Nanopores in atomically thin 2D nanosheets limit aqueous ssDNA transport

TL;DR

This study uses computational methods to reveal the physical mechanisms limiting ssDNA transport through nanopores in 2D materials, highlighting the importance of edge passivation and mechanical properties.

Contribution

It demonstrates how the atomic structure and mechanical properties of 2D nanopores influence ssDNA transport, providing insights for designing better sequencing devices.

Findings

Single-layer hBN nanopores hinder ssDNA transport due to inhomogeneous rigidity.

Bilayer hBN nanopores enable continuous ssDNA transport because of smooth, passivated edges.

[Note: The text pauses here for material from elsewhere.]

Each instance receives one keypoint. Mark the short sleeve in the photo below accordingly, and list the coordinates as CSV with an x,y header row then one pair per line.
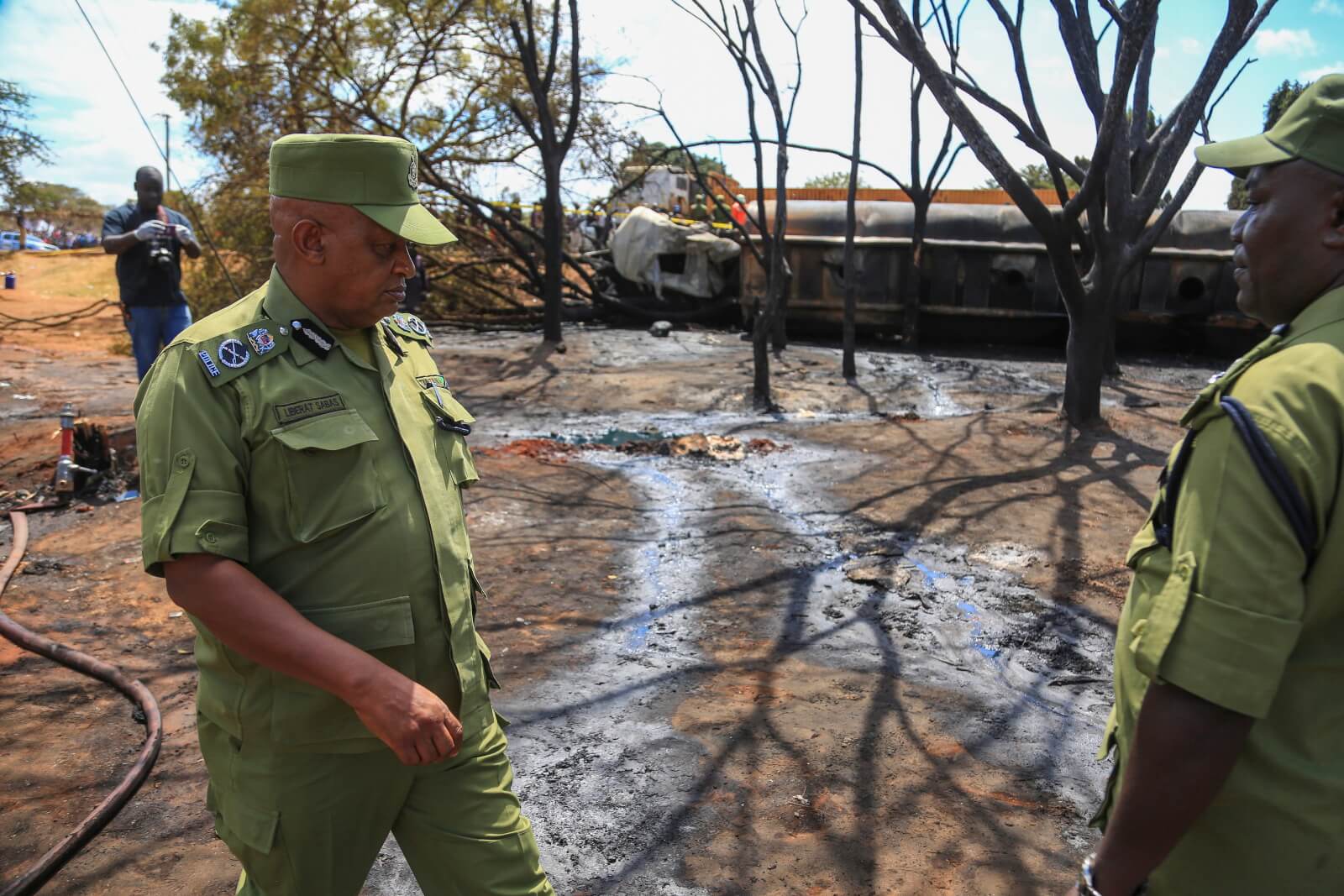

Transport is affected by solvation effects and DNA desorption energy barriers.

Abstract

Nanopores in 2D materials are highly desirable for DNA sequencing, yet achieving single-stranded DNA (ssDNA) transport through them is challenging. Using density functional theory calculations and molecular dynamics simulations we show that ssDNA transport through a pore in monolayer hexagonal boron nitride (hBN) is marked by a basic nanomechanical conflict. It arises from the notably inhomogeneous flexural rigidity of ssDNA and causes high friction $\textit{via}$ transient DNA desorption costs exacerbated by solvation effects. For a similarly sized pore in bilayer hBN, its self-passivated atomically smooth edge enables continuous ssDNA transport. Our findings shed light on the fundamental physics of biopolymer transport through pores in 2D materials.